More Trim Restoration

Sorry for the glacial level of progress lately. The process of restoring the outside of the house is kind of slow and hard. I have had many thoughts about when we should have started this part of the process, but in truth I'm not sure it would have worked to have Woody working on the outside of the house at the same time as the general contractor worked on the back and inside. I think it would have caused more trouble than it was worth.

That said, I admit that I am beyond overjoyed that the restoration process has taken a massive step towards completion in the last couple of weeks.

The storage containers went away

For one thing, the storage containers that had been in the driveway left. We had one of them full of pieces of trim from the house. The other was being used by the general contractor, but his team has packed their tools off site so it was pretty much empty. So they arranged pickup, which gives Woody more room to work in the driveway. That's convenient.

Little corbel pieces primed

One thing he did was prime all these little pieces of trim. They go under the brackets at the roof.

Brackets at the roof

That would be these brackets. Can you see the dark spots where the little mini-corbels went?

Brackets with lozenges and corbels installed

And here we go: the bracket, with replaced decorative lozenges, plus the little corbel with its button.

This is a tedious process, but holy cow photos like this make it worthwhile.

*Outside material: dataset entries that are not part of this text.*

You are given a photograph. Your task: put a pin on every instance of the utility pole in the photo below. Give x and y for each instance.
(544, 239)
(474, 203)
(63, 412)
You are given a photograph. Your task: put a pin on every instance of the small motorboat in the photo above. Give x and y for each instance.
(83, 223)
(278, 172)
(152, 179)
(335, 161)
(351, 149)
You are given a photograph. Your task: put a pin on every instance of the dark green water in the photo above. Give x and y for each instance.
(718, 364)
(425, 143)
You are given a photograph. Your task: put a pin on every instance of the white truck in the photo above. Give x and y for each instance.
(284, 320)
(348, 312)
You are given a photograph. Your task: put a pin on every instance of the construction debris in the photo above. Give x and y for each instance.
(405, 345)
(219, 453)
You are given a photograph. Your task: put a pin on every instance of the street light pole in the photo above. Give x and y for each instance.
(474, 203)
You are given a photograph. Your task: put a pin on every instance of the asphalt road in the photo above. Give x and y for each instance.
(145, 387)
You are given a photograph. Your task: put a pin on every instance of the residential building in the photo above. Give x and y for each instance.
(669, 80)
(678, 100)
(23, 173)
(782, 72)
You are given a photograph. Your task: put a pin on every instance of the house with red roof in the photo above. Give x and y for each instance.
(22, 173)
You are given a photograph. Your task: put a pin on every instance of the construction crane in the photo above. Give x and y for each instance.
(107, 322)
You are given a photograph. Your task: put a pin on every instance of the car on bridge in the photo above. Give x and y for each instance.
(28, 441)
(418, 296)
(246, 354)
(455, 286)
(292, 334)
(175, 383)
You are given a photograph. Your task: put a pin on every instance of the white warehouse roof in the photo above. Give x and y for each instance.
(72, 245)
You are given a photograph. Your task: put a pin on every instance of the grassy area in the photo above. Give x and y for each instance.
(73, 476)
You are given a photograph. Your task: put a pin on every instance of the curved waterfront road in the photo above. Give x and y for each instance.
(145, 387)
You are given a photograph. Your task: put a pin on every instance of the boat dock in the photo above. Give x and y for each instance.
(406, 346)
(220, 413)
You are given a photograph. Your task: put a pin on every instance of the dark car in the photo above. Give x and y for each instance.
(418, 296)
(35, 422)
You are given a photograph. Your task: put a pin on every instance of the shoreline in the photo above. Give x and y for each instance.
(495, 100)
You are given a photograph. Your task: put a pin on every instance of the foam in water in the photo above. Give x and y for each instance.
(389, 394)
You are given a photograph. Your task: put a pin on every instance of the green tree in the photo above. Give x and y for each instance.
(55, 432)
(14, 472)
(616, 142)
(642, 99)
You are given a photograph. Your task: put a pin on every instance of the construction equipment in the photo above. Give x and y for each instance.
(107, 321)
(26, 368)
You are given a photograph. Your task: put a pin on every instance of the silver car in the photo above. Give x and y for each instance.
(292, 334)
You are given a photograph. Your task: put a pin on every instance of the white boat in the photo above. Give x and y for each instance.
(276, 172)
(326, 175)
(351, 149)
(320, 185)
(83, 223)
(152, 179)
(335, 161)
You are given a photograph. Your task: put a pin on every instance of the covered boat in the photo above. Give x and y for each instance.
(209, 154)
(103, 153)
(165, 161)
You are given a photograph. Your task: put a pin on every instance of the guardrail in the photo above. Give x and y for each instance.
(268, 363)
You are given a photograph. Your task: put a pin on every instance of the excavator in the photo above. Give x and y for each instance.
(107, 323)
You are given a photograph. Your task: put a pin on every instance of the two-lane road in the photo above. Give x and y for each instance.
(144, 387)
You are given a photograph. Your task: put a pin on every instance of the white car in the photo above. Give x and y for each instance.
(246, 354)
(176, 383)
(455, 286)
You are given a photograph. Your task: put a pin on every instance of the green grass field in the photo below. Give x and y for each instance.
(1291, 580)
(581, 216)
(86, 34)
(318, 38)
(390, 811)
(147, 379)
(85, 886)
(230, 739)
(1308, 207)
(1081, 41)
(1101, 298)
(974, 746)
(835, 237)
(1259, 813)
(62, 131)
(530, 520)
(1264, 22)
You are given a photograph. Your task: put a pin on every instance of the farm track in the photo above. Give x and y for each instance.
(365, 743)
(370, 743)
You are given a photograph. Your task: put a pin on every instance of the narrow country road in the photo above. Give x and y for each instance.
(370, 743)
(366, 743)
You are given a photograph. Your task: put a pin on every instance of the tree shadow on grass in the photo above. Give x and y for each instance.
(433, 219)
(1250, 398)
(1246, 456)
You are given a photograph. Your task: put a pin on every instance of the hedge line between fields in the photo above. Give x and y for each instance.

The other thing that is happening how is that the crew is applying epoxy to the wood.

Epoxy filler over the nail holes

They start by applying it to places where the rust from the nails has eaten away at the wood.

They use a couple kinds of epoxy. This is a cold-weather epoxy that sets up fast, used in areas where there is damage to the wood. They'll then fill holes with another epoxy, and then the whole thing will be treated with a warm-weather epoxy that sets up slower and allows them to do larger areas before the epoxy is too hardened to accept paint any more.

Epoxy at the nail holes

The siding has to be re-attached to the house, because the old nails have rusted away. Woody will use stainless steel fasteners to reattach it. He has pretty strong feelings about using anything else, and to be honest the difference in price is hardly worth quibbling over.

metal primer

The metal window hoods need to be primed, as well. It's a little difficult to see here, but the primer is a ridiculous orange. I mean, it's just primer, but it is tempting to use that colour all over the house just to scare the neighbors. People need to be kept on their toes, right?

Weather head primed

Woody also primed the weatherhead, which is where the electrical service enters the house. This usually gets painted, but because the pipe used to make it is galvanized, it often gets crackly or flakey and looks terrible. Properly primed, it will handle painting well and not look like garbage.

And now some photos I took by hanging out windows around the house just to give you some idea of how things are going:

Porch roof being reconstructed

Here's what the front porch roof is looking like right now. You can see where the railing was taken off; that area is now primed.

Front bedroom windowsill wood

This is the windowsill of the front bay upstairs. The wood here will need a lot of repair and filling as part of this process, but we're focusing on the area around the driveway right now.

Back bedroom windowsill wood damage

This is the windowsill in our bedroom (previously the back bedroom but now merely indecisively middle bedroom), where there's more weather damage to deal with.

Side porch roof

And finally, they finished stripping the paint on the side porch ceiling, which looks pretty good given how much it has always leaked (that leak is fixed now, of course, because we finally have some slope to the roof).

I guess I better finalize the colour choices for inside and get some window coverings ordered if this is going to actually happen.